Ce navire japonais était équipé d'un système Aegis complet ! Ces maudits Japonais, pourquoi n'ont-ils pas activé le mécanisme de destruction avant de battre en retraite ?!
« Si ce navire coule, cela ne nous fera aucun mal, mais s'il tombe entre les mains d'autres pays, comme la Chine communiste… ou… n'oubliez pas, cette zone maritime n'est pas loin de la Corée du Nord ! Je ne veux pas que ces dictateurs nord-coréens reçoivent un cadeau aussi précieux ! »
Bourdonner!
Dans la salle de conférence, plusieurs vieillards se mirent à chuchoter entre eux.
«
Nous avons donc déjà pris des mesures
?
» Un général jeta un coup d’œil au ministre de la Défense, un représentant des faucons. S’il disait cela, c’est qu’il avait forcément déjà agi auparavant.

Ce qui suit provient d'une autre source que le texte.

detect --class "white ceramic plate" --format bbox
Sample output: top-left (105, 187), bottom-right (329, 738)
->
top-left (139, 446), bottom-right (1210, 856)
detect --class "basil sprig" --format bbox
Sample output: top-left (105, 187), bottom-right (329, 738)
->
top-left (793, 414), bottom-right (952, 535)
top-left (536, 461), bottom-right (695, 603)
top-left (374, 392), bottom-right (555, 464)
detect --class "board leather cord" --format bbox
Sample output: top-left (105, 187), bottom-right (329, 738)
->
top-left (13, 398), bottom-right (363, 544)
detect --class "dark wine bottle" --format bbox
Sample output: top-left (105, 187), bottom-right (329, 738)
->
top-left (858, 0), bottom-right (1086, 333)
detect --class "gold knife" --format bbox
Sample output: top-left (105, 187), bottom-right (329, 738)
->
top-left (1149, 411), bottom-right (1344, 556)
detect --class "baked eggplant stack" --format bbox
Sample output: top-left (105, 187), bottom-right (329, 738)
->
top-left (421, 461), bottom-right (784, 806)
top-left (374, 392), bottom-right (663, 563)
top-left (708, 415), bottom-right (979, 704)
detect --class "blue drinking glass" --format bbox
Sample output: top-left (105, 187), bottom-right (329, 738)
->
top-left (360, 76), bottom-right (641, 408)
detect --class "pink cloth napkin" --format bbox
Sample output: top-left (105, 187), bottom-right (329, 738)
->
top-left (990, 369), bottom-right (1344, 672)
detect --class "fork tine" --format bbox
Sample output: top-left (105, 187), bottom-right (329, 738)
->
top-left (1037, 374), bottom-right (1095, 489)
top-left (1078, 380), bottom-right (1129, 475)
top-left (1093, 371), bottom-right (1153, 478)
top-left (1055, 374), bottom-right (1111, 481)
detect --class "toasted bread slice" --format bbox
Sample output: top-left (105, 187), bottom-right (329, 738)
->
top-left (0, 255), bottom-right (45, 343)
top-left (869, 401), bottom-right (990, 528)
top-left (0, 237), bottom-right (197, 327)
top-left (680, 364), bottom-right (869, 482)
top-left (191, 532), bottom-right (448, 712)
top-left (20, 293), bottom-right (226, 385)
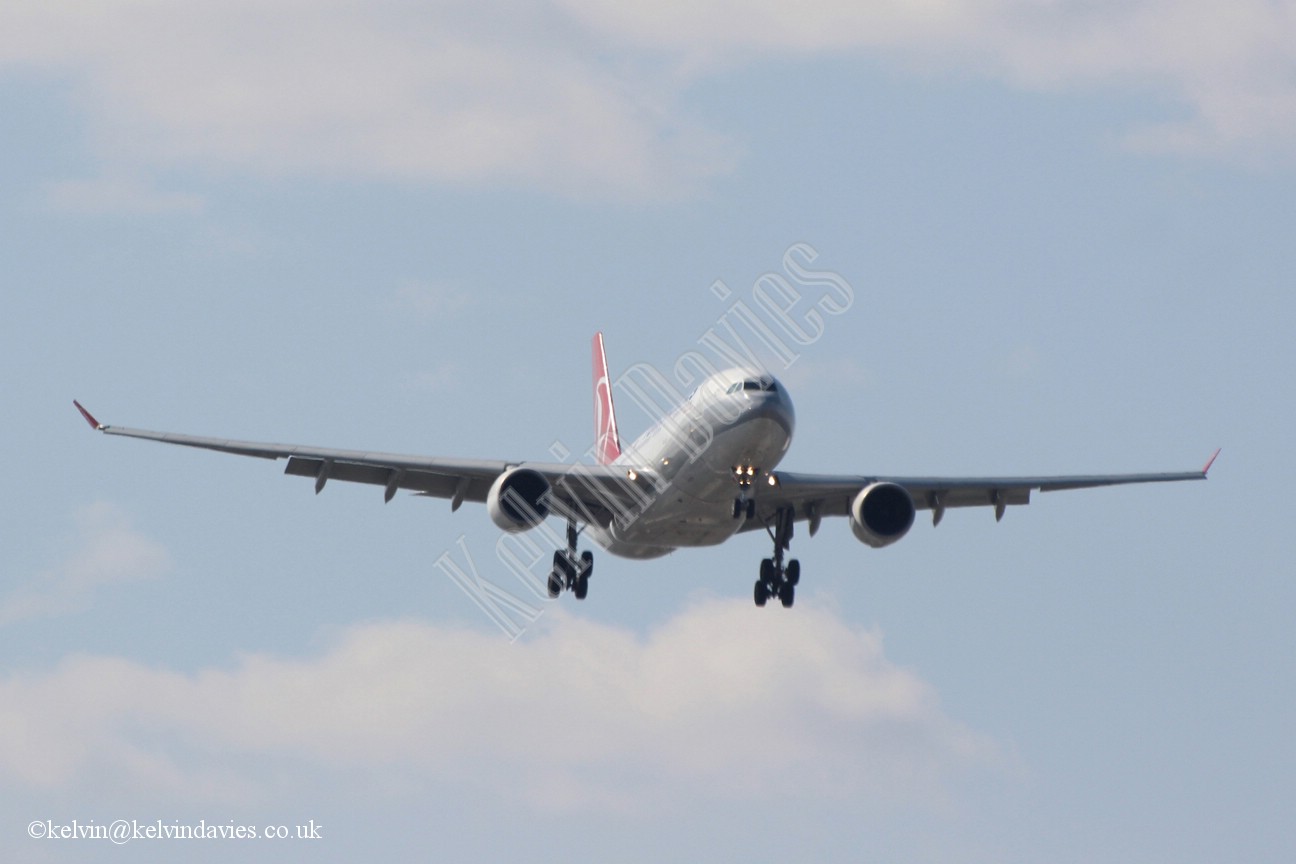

« Oui, messieurs, notre base de Saipan est déjà en vol. Quatre A-10 et deux bombardiers ont formé une formation et s'apprêtent à effectuer une frappe de précision sur cette position. Notre objectif n'est pas de détruire ce monstre ailé, mais d'envoyer ce navire par le fond ! Le temps est d'environ… » Il jeta un coup d'œil à sa montre et dit : « Ce sera terminé dans trois minutes. »
En entendant cela, tout le monde se tut.
« Cette opération n’a pas été approuvée… » murmura un général, à voix basse. Les autres ne réagirent guère non plus
; après tout… ce n’était pas la première fois.
« Ce n'est qu'un début. Ce dont nous devons discuter aujourd'hui, c'est de la nature exacte de cet engin ailé, ou plutôt, de ce que nous considérons comme une menace pour la sécurité américaine ! Imaginez si cet engin apparaissait non pas au Japon, mais sur notre côte ouest ? Notre flotte du Pacifique pourrait-elle vaincre efficacement cet ennemi mystérieux ? Regardez Sasebo au Japon, regardez cette flotte de transport ! Je ne veux pas qu'un tel engin survole notre territoire et provoque un autre 11 septembre ! »
Alors même que le ministre de la Défense s'exprimait d'un ton solennel et sérieux.